Par ailleurs, la Cour d’appel confirme la conclusion du TAT voulant que cette entrave substantielle n’était pas justifiée, car l’atteinte à la liberté d’association des cadres n’était pas la plus minimale possible. En effet, l’exclusion des cadres du régime du Code est catégorique et ne fait aucune distinction notamment sur la base du rang du cadre dans l’entreprise ou la nature de ses fonctions.

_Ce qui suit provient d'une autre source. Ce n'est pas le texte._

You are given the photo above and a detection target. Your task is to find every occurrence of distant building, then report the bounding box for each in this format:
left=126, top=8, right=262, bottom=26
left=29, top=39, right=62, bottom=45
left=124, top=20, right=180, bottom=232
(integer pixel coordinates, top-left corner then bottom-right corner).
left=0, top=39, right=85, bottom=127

Or, le TAT remarque qu’il existe d’autres modèles de régime de relations de travail (et notamment ailleurs au Canada) qui permettent à des groupes particuliers d’employés de se syndiquer en leur imposant certaines conditions et qui portent ainsi atteinte de façon beaucoup plus limitée à la liberté d’association.

La Cour d’appel constate par ailleurs que « l’exclusion sans nuance de tous les niveaux de cadres de la définition de salariés apparaît clairement être en porte-à-faux avec l’évolution de la liberté d’association suivant la jurisprudence récente » de la Cour suprême du Canada et que le Procureur général du Québec, partie à l’instance, avait échoué à démontrer que ce « déséquilibre demeure justifié ».5

Toutefois, « considérant l’effet potentiel du présent arrêt sur le régime québécois des relations de travail des cadres en général, ou de cadres dont la situation (…) s’apparenterait à celles des SDO en l’espèce »6, la Cour d’appel estime approprié d’ordonner la suspension du caractère inopérant de l’exclusion aux SDO pour une période de douze (12) mois. Il en reviendra donc au législateur québécois d’identifier le mécanisme permettant de répondre adéquatement aux conclusions de la Cour d’appel. Bien qu’une réforme législative modifiant les définitions prévues au Code ne constitue pas l’unique possibilité, il n’en demeure pas moins que le législateur pourrait être tenté de s’inspirer des dispositions législatives en vigueur ailleurs au Canada.

Soulignons ici cette nuance importante : cette saga s’inscrit dans une démarche de syndicalisation de cadres de premier niveau, les « yeux et les oreilles de l’employeur », ne participant pas aux orientations de l’entreprise et ne détenant pas de rôle stratégique dans les relations de travail. En d’autres mots, la logique serait manifestement différente en ce qui concerne notamment les cadres supérieurs, intermédiaires ou de premier niveau qui sont investis d’un pouvoir de gestion ou d’influence accru. Cela peut notamment inclure un cadre de premier niveau pouvant discipliner des salariés, tel un contremaître qui fait plus que de veiller à l’application des règles et politiques, mais qui gère de fait la prestation de travail des salariés, ou encore les cadres évoluant dans une entreprise comptant un nombre limité de paliers de gestion (présumant que ceux-ci se trouvent plus amplement impliqués dans la gestion des relations de travail ou dans la stratégie de l’entreprise).

La suite?

Considérant les enjeux en cause, il est fort probable qu’une demande d’autorisation pour porter cette saga à son ultime étape, soit devant la Cour suprême du Canada, sera formulée par l’Employeur et que ce dossier soit d’intérêt pour le plus haut tribunal du pays.

Advenant que la Cour suprême du Canada refuse d’entendre un appel éventuel ou qu’elle confirme l’arrêt de la Cour d’appel, nous croyons qu’une réforme du Code pourrait véritablement se dresser à l’horizon. En effet, d’autres dispositions du Code soulèvent actuellement des questions importantes, notamment les dispositions anti-briseurs de grève et la notion d’établissement à l’heure de la délocalisation du travail (c-à-d. le télétravail)7. Autre affaire, autre sujet, même invitation d’un tribunal à « actualiser » le Code en fonction des enjeux sociaux actuels.